Now, it is time to get an alignment!! Should work great!!!!!!!
6. Had to re-adjust the clutch as the linkage ran into the steering box.
That's the first I've seen or heard of an issue with the clutch z-bar and the Borgenson box. What year is the car and just how much interference did you have?
That's the first I've seen or heard of an issue with the clutch z-bar and the Borgenson box. What year is the car and just how much interference did you have?
Check his first picture. It looks like the clutch linkage is not stock! That could account for the interference. I didn't have that issue at all with my stock clutch linkage.
The clutch linkage is not stock - a Speed Direct replacement. I adjusted the top shaft all the way short and lengthened the bottom shaft.
The threads don't come quite as far thru the nut/washer as the stock unit but it is close. I figured I would re-check after driving for a few miles to be sure the nut is secure. It should be - I torqued on it with my breaker bar quite hard several times.
Looks good Gary...
Also looks tight with the header tube. I would like to have this, but I think I am S.O.L. with a BB. I had to ding the holy hell out of my header tube to get it past the stock steering box.
Try the at home alignment and steering wheel center job, its not that difficult. It is a PIA, but do able.
I've got it on my car with 2-1/8" Hookers and exhaust ports raised .600". Fit pretty nice overall. I did need to use their u-joint instead of the rag joint to clear the #7 header tube but no biggee. I did an article in Corvette Enthusiast on it.
Now that I've driven the car and gotten an alignment I feel a vibration. I'll be re-checking all of the fasteners, including the pitman arm. I spec'd -1 degree on my camber as I want to hit the corners as hard as I can with as much rubber making contact with the pavement.
427Hotrod - I like the u-joint. I may switch to it just so it looks better.

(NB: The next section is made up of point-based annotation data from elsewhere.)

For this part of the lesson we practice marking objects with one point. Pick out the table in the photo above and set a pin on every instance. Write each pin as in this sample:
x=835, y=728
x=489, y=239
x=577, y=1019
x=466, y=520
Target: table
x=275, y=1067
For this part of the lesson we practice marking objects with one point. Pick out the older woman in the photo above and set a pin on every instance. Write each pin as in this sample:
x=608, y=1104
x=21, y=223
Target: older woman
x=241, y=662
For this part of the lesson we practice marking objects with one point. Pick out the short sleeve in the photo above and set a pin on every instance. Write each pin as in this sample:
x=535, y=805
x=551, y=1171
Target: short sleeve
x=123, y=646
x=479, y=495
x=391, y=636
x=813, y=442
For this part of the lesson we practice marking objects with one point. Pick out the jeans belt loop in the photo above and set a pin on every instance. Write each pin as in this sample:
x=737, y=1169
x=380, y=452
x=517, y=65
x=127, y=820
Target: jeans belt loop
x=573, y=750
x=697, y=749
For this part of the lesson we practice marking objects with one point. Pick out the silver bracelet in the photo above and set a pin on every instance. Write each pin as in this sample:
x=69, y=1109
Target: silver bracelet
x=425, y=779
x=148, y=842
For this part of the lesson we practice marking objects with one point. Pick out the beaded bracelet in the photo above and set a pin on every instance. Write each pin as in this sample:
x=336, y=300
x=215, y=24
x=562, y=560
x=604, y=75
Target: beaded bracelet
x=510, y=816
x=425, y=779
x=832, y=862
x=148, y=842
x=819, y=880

Completed the install and thought I'd post a few pics. A few comments:
3. The column collapsed easily but I went about 1/2" too far. It isn't too hard to get it back out.
This comment worries me-
How did you collapse the column?!
The only way I could see doing that is if you sheared the plastic pins in the shaft to telescope the shaft inward.
This is a safety feature to allow the column to collapse in the event of an accident so that the column doesn't skewer you in a head on.

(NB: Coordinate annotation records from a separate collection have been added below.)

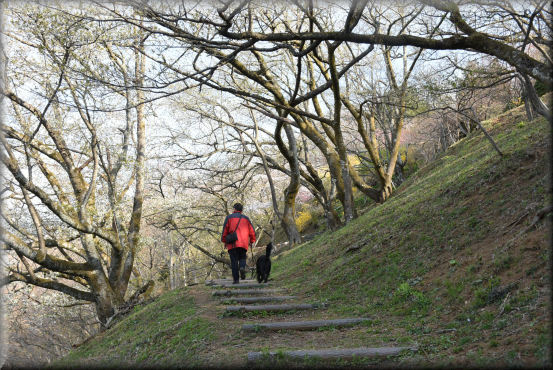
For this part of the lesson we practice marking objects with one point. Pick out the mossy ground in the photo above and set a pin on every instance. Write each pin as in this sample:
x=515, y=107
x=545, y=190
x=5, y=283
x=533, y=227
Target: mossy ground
x=446, y=263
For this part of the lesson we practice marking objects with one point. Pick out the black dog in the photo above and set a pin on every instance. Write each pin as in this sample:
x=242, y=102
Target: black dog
x=263, y=265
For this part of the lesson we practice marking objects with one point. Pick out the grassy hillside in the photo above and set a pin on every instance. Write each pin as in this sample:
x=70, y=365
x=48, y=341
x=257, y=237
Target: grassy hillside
x=448, y=263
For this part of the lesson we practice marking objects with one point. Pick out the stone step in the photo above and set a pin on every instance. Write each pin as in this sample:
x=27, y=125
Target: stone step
x=303, y=325
x=227, y=281
x=258, y=299
x=345, y=353
x=245, y=291
x=274, y=307
x=240, y=285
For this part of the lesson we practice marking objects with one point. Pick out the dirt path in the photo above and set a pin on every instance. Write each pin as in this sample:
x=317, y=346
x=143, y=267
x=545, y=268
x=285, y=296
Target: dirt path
x=230, y=345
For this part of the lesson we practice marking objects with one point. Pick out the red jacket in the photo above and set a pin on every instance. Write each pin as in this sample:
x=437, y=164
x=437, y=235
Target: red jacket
x=245, y=232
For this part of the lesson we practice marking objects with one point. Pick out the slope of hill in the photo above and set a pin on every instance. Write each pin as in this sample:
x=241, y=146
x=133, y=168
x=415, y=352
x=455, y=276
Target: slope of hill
x=457, y=261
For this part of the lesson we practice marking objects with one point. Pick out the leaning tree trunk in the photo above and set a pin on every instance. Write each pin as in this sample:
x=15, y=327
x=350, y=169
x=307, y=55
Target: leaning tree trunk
x=288, y=221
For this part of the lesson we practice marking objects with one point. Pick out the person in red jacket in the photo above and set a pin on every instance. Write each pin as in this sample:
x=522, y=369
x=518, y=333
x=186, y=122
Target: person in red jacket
x=239, y=223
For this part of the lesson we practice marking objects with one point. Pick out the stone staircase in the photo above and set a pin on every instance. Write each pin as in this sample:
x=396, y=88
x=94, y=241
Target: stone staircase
x=250, y=295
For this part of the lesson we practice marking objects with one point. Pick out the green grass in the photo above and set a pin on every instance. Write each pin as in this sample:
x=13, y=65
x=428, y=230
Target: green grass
x=164, y=332
x=417, y=273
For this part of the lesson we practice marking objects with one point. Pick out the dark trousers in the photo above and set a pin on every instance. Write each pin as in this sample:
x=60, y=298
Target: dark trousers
x=237, y=261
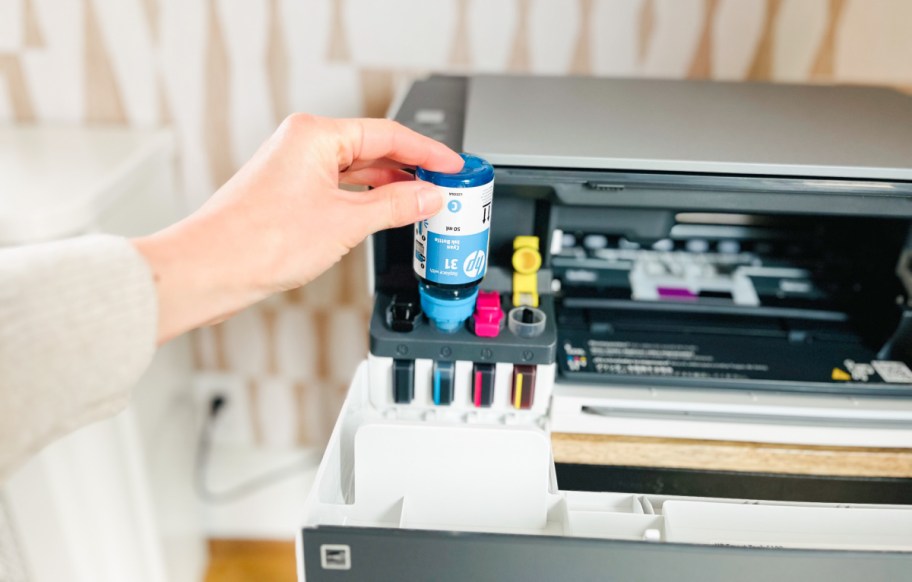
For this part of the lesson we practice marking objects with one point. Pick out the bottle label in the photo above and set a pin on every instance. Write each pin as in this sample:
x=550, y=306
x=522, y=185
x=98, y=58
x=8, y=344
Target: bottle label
x=452, y=247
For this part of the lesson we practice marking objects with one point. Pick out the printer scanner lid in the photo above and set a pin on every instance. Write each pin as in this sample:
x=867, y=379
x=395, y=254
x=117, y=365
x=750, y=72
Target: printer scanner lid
x=690, y=126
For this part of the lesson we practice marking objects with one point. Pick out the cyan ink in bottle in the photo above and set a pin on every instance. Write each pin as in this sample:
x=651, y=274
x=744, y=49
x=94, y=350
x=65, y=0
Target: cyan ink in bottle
x=451, y=247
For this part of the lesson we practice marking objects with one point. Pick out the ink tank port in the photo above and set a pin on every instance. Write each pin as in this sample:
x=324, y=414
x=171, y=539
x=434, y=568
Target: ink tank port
x=526, y=321
x=403, y=313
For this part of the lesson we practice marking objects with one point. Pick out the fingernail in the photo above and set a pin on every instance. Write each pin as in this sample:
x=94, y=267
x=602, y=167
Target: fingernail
x=430, y=200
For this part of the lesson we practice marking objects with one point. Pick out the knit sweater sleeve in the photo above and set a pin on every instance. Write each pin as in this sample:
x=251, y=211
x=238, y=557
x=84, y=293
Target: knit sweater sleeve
x=78, y=324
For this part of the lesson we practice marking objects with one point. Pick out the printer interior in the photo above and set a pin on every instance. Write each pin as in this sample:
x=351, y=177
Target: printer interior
x=799, y=292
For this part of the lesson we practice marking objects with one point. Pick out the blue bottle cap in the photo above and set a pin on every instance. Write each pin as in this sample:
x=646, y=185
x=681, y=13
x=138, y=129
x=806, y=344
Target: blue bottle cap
x=476, y=172
x=447, y=314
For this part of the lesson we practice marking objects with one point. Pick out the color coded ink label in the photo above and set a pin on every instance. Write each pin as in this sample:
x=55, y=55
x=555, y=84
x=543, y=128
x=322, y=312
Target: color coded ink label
x=452, y=247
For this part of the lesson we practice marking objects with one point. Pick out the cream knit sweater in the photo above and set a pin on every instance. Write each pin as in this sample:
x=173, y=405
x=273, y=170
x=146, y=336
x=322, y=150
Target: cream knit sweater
x=78, y=324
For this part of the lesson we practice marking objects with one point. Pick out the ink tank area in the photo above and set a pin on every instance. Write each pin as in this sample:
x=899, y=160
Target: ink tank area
x=660, y=330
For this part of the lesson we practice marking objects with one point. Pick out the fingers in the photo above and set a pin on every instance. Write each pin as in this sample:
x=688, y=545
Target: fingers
x=373, y=139
x=400, y=203
x=376, y=177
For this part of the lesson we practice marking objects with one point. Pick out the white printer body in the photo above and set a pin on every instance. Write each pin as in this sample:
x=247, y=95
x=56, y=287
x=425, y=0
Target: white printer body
x=719, y=261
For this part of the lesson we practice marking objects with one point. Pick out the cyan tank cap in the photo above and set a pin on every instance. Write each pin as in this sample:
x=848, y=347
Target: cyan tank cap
x=447, y=314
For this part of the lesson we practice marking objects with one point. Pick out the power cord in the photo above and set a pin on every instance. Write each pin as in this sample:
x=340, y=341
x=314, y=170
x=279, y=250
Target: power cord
x=204, y=455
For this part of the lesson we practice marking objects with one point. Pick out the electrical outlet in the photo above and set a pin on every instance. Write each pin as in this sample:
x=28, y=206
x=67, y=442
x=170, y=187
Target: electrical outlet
x=234, y=423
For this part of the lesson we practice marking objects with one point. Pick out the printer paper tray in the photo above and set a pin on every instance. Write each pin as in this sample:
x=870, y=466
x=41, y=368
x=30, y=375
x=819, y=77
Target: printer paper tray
x=398, y=499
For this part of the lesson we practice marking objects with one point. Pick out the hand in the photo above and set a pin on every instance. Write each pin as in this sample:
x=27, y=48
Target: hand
x=282, y=220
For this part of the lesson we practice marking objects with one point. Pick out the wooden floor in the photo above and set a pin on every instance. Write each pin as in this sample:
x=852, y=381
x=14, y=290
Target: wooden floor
x=251, y=561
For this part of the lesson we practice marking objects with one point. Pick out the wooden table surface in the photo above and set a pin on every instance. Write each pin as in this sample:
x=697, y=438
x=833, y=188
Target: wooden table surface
x=628, y=451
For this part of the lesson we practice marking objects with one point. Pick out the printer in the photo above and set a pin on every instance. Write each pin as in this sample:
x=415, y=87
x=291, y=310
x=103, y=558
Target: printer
x=725, y=261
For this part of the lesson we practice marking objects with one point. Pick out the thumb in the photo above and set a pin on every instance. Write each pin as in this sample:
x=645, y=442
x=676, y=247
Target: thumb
x=401, y=203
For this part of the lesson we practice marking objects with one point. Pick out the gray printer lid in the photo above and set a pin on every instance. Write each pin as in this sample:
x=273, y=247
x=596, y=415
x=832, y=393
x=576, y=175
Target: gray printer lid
x=690, y=126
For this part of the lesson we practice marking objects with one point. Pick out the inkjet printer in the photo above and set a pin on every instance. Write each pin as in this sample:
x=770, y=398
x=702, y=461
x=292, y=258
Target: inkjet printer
x=724, y=261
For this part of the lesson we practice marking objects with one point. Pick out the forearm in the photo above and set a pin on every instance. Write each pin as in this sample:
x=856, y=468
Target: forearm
x=198, y=266
x=77, y=329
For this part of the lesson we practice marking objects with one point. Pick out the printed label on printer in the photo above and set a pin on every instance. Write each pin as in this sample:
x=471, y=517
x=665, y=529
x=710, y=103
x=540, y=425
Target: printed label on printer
x=717, y=358
x=451, y=247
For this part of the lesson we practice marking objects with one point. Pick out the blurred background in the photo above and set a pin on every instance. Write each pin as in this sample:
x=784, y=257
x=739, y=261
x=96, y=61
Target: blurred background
x=221, y=74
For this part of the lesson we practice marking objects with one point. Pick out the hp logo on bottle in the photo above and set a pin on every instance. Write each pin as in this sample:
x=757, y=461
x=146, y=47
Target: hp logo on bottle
x=474, y=264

427Hotrod - I like the u-joint. I may switch to it just so it looks better.
Thx, Gary[/QUOTE]
Gary,
Remember this: The Corvette body is attached to the separate chassis with rubber mounts and there can be movement between the two. This potential movement is why GM used a rag joint in the first place. A uni joint will not allow for any movement here and you could well have alignment issues if you went this way. This would cause excessive wear on the lower steering column bearing, the steering box itself, etc.
This comment worries me-
How did you collapse the column?!
The only way I could see doing that is if you sheared the plastic pins in the shaft to telescope the shaft inward.
This is a safety feature to allow the column to collapse in the event of an accident so that the column doesn't skewer you in a head on.
Is this what Borgeson instructs customers to do?
Elm
Elm,
Yes, the shaft (and column) is designed to collapse in a frontal collision to protect the driver, but there is nothing unsafe going on here. The plastic pins were inserted in order to keep the shaft at a finite length for ease of assembly on the production line.
Shearing them will not affect the shaft's ability to collapse and will not compromise the car's safety in any way. Two inches of "collapse" will only give more contact between the inner and outer steering shafts which could be considered safer than stock.
Granted, there is about two inches less of "collapsibility", but there is still plenty left. Don't worry about it.
To collapse the column, just place a lump of hardwood or aluminum over the splined end and hit it with a big hammer. You might want to place some Vise Grips on the shaft about two inches down from the bearing so that it won't collapse too far if you overhit it.